Genetics Scientists

What are Genetics

Genetics is the study of the variation of inherited characteristics. It is the study of why living things have certain characteristics such as eye color, ear shapes, and nose shapes. Genetics are passed from one generation to the next.

Gregor Mendel

Mendel was alive from 1822 from 1884. He was German speaking. He was an Austrian monk. He was the founder of the modern science of Genetics. Gregor is the middle child of two sisters. His father's name was Anton and his mother's name was Rosine. After Gregor was schooled in his home village, his parents decided to send him away to another school to get a secondary education. Gregor attended the University of Olomouc. There, he studied philosophy and physics from 1840-1843. In 1843 he began training for a priest at the Augustian Abbey of St Thomas in brno. The monastary then sent Gregor to the University of Vienna. There he studied physics and mathematics. In 1853 he rejoined the monastary. Gregor Mendel died on January 6, 1884.

In 1856 he decided to start his study on plants. His pea plant experiments established many rules of heredity. Heredity is now referred to as the laws of Mendelian inheritance. He recognized 7 distinct characteristics in edible pea plants that remained consistant for generations. The characteristics of the plants included everything with the shape, color, and size. He crossbred plants to study the affects of the offspring. Over 8 years he made many observations about plants that form a deeper study of Genetics. He presented his experiments and they were soon published in the paper but at the time it didn't interest anyone.

Mendel connects to Genetics because he is known as the Father of genetics. At the time, he did years of experiments to bring him into the conclusion of a deeper, more complicated form of Genetics. He has almost everything to do with Genetics.

Alfred Day Hershey

Alfred Day Hershey was born December 4, 1908 in Owosso, Michigan. His father was Robert D. Hershey and his mother was Alma Wilbur Hershey. Hershey went to Michigan State College and there he got his Bachelor in Science Degree in Chemistry in 1930. He also got his doctorate from the same college. He married Harriet Davidson Hershey and they had one child, Peter Manning Hershey. Alfred died on May 22, 1997.

After recieving his doctorate, Hershey started working as an instructor in the Department of Bacteriology and Immunology at the Washington University School of Medicine at St. Louis. He worked a total of 16 years at the Washington University. Just after four years of working as an instructor, he was promoted assistant professor in 1938. Then in 1942, he was awarded associate prefessor. In the 1940's Hershey conducted his own experiments and was invited to share his work with Max Delbruck and Salvador Edward Luria. Later on, Hershey and Delbruck discovered "genetic recombination". After the discovery, Hershey transfered from ummunology to genetics. He then moved to New York and discovered his famous "blender experiment" with his assistant Martha Chase. In 1962 he became Director of the Genetics Research Unit of the Carneige Institution and continued his research on genetics. He retired in 1974 but still continued to make regular visits to the lab.

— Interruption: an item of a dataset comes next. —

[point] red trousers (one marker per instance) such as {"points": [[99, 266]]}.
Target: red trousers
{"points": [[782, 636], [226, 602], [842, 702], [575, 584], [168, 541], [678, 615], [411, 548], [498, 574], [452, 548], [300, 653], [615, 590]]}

Hershey relates to my topic of genetics because he studied genetics deep in depth and conducted many experiments dealing with genetics.

Barbara McClintock

Eleanor McClintock aka Barbara McClintock was born on June 16, 1902 in Hartford Connecticut. Her father was Thomas Henry and her mother was Sara Handy McClintock. She spent most of her child with relatives and after grauating high school in 1919, she attended Cornell University. She earned her bachelor's degree in Botany in 1923. She was awarded a Ph.D. in 1927 after working with Lowell Fitz Randolph and Lester W. Sharp. She died on September 2, 1992 in Huntington.

During 1930-1931, McClintock worked with botanist Harriet Creighton and they made a major breakthrough in chromosomal crossover and and recombination of genetic traits. They published their work. In 1931 Barbara created the first genetic map. Then during the years of 1931 to 1932 she started working with Lewis Stadler in Missouri. They then used x-rays as mutagen for her studies on genetics. She explained the arrangement of DNA sequence. In 1933 she studied the non-homologous recombination of genetics material. From 1934 to 1936 she continued her research work at Cornell University. In 1936 she started working as an Assistant Professor at the Unviersity of Missouri. She continued her work in genetics at the Cold Spring Harbor Laboratory in the Carneige Institution. In 1944 she became the thrid woman to be inducted in the National Academy of Sciences. She was also named the President of Genetics Society of America. In 1953 she published a paper on Genetics which developed into theories. Throughout he 60's and 70's she continued her work in Central America. In 1967 she was named scientist emeritus at the Carneige Institute of Washington.

Barbara McClintock is related to genetics because her entire life she studied genetics and invented many things that deals with genetics. She was named President of Genetics Society of America so she has a lot to do with the invention of genetics.